It was the fifth day that Giti had not come to the office, something uncharacteristic of his punctual, diligent secretary who had been to work every day of the two weeks that he had known her. No one else in the office knew of her whereabouts, and Soumen had decided that he would take the two-hour journey by bus to the plantation to enquire about Giti. He was mildly annoyed with her for her stubborn refusal to accept a cell phone when Soumen bought one for her. Perhaps Sankar Rai was critically ill, or Giti herself was unwell, she had looked pale the last time he had seen her.

Suddenly out of the corner of his eye he caught the bright blue of Giti’s salwar, she was outside the office building, how had he missed her coming up the road Soumen wondered. For a few seconds, she stood at the staircase, contemplative, her head bent, as Soumen gazed down at her dark black hair held in a loose bun at the nape of her neck, his heart pounding. Then she looked up to face him, her eyes wide and filled with tears, and her lips fighting the upsurge of emotions with the slightest of quivers. Soumen lurched back into the office and opened the door, but he faced an empty stairwell. “Giti” he called out into the emptiness. She was not there. He ran out to the balcony. Giti had left. Instead, trying to haul a heavy package up the narrow staircase were a couple of boys. Nonplussed, devastated Mr Chatterjee helped them settle the package in his office and signed the slip. It was the painting from his friends.

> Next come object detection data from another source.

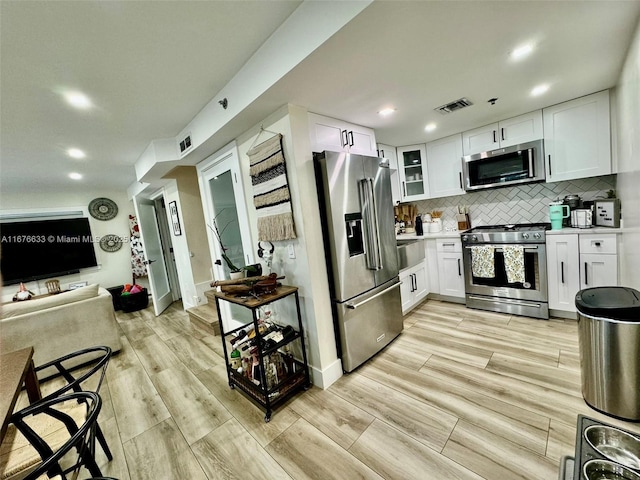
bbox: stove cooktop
[462,223,551,234]
[461,223,551,244]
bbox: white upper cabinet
[426,133,465,198]
[396,144,429,202]
[378,143,402,205]
[462,110,543,155]
[543,90,611,182]
[309,113,378,157]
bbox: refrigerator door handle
[358,178,382,270]
[344,282,402,310]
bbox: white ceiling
[0,0,640,193]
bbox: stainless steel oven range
[461,223,551,319]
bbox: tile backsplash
[415,175,616,230]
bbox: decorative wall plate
[100,234,122,252]
[89,197,118,220]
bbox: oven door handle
[464,243,538,253]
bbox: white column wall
[613,16,640,290]
[237,105,342,388]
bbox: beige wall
[613,15,640,290]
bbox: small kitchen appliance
[461,223,550,319]
[593,198,620,228]
[562,194,582,227]
[549,201,570,230]
[462,140,546,191]
[571,208,593,228]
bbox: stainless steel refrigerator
[314,152,403,372]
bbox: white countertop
[545,227,622,235]
[396,230,462,240]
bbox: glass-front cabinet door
[397,144,429,202]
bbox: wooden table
[0,347,42,442]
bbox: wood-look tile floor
[40,301,640,480]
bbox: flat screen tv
[0,218,98,285]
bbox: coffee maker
[562,195,582,227]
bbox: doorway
[134,194,180,316]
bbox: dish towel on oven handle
[503,245,525,283]
[471,245,496,278]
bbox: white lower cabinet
[547,233,618,312]
[400,262,429,314]
[436,238,464,298]
[580,234,618,289]
[547,234,580,312]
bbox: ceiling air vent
[434,98,473,115]
[179,134,191,154]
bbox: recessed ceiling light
[511,43,533,60]
[531,83,549,97]
[67,148,86,159]
[378,108,396,117]
[64,92,92,109]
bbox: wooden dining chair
[0,392,102,480]
[35,346,113,461]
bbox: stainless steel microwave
[462,140,545,191]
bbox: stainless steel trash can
[575,287,640,420]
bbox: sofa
[0,285,122,378]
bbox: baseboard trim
[549,309,578,320]
[311,358,342,390]
[427,293,467,305]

The commotion in the staircase had brought Rajat, his intern upstairs. Rajat had joined a couple of days ago. Mr Chatterjee had wished for Giti’s counsel many times as he looked through the applications of his prospective interns. A sense of anger overwhelmed him. Rajat was a cheerful local boy, a first-year student of commerce, and Mr Chatterjee had taken an instant fraternal liking to him. “Is this the famed last painting?” he asked. Mr Chatterjee had mentioned the local painting arriving at his office all the way from London, to Rajat that morning. “Is this the Rinpoche’s last work?” “Do you know anything about him?” Soumen asked. “Yes it has been quite a legend around here for many years now” Rajat mused.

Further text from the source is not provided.